PEPATAC is feature-rich with a logical workflow. (A) We compared features across 14 ATAC-seq pipelines (AIAP (17); ATAC2GRN (18); ATAC-pipe (19); ATACProc (20); CIPHER (21); ENCODE (22); esATAC (23); GUAVA (24); I-ATAC (25); nfcore/atacseq (26); pyflow-ATAC-seq (27); seq2science (28); snakePipes (29); Tobias Rausch (30)) and PEPATAC stands out for being feature-rich . (B) Reads are preprocessed, serially aligned to the mitochondrial genome, curated repeats and then the nuclear genome. PEPATAC generates both smooth and exact signal plots, called peaks, and QC output plots and tables.

Figure 2.

Example PEPATAC QC plots for reads and peaks. (A) Library complexity plots the read count versus externally calculated deduplicated read counts. Red line is library complexity curve for SRR5427743. Dashed line represents a completely unique library.
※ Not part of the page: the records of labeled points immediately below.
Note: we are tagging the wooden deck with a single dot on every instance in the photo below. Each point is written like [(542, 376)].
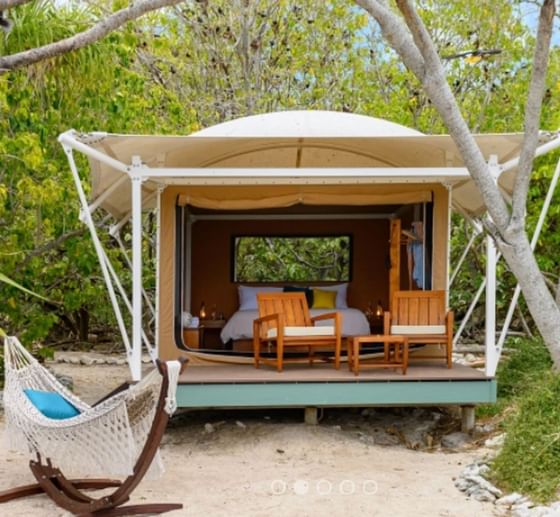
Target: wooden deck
[(299, 373), (243, 386)]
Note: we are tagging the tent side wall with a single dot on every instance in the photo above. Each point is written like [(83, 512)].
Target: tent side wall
[(167, 267)]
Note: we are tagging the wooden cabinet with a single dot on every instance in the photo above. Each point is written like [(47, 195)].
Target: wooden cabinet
[(193, 337), (206, 335)]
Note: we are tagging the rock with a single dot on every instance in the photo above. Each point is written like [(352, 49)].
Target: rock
[(484, 429), (471, 470), (462, 484), (483, 495), (510, 499), (483, 469), (455, 440), (484, 485), (496, 441), (521, 511)]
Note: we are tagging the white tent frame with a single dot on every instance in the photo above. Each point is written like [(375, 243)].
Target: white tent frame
[(138, 173)]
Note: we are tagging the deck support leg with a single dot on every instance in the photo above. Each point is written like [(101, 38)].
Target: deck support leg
[(467, 418), (311, 416)]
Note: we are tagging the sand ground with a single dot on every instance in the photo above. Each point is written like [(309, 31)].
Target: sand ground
[(270, 464)]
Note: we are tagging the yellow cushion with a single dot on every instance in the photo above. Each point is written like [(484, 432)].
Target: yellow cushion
[(324, 299)]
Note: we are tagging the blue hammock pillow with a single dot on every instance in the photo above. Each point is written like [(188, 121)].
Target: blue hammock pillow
[(51, 404)]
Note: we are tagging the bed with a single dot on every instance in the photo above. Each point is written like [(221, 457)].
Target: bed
[(240, 325)]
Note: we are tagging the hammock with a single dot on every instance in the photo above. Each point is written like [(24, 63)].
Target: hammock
[(118, 436)]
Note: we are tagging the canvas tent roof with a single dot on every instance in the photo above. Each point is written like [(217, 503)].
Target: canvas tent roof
[(297, 140)]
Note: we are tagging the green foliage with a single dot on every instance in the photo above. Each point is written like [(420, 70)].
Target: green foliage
[(529, 461), (292, 259), (528, 393)]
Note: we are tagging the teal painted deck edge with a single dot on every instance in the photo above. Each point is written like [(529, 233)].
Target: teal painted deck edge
[(325, 394)]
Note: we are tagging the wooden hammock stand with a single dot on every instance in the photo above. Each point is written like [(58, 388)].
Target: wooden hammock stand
[(67, 493)]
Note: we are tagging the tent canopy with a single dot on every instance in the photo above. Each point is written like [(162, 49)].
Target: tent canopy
[(300, 140)]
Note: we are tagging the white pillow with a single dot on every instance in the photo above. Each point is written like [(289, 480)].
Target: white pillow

Red diamond is the externally calculated duplicate read count. (B) TSS enrichment quality control plot. (C) Fragment length distribution showing characteristic peaks at mono-, di-, and tri-nucleosomes. (D) Cumulative fraction of reads in annotated genomic features (cFRiF). Inset: Fraction of reads in those features (FRiF). (E) Signal tracks including: nucleotide-resolution and smoothed signal tracks. PEPATAC default peaks are called using the default pipeline settings for MACS2 (32). (F) Distribution of peaks over the genome. (G) Distribution of peaks relative to TSS. (H) Distribution of peaks in annotated genomic partitions. Data from SRR5427743.

Figure 3.

PEPATAC prealignments increase mapped mtDNA reads, improve computational efficiency and positively influences the fraction of reads in peaks (FRiP) metric. (A) NuMTs represent a significant complication of simultaneous alignment. (B) At mtDNA percentages from 10 to 100% at total read numbers ranging from 10 to 200 M, using prealignments dramatically reduces run time. (C) Log ratio of prealignments runtimes versus no prealignment runtimes yields significant savings. (D) There is a significant increase in the percent of reads mapped to mitochondrial sequence when using prealignments versus not across standard, fast and omni-ATAC protocols. (E) As reported for ChIP-seq (58), FRiP is positively correlated with the number of called peaks. (F) With prealignments, the positive correlation between FRiP and the number of called peaks tends to increase ((D) **P < 0.001; t-test (mu = 0) with Benjamini–Hochberg correction. (E and F):*P < 0.0001; Kendall rank correlation coefficient).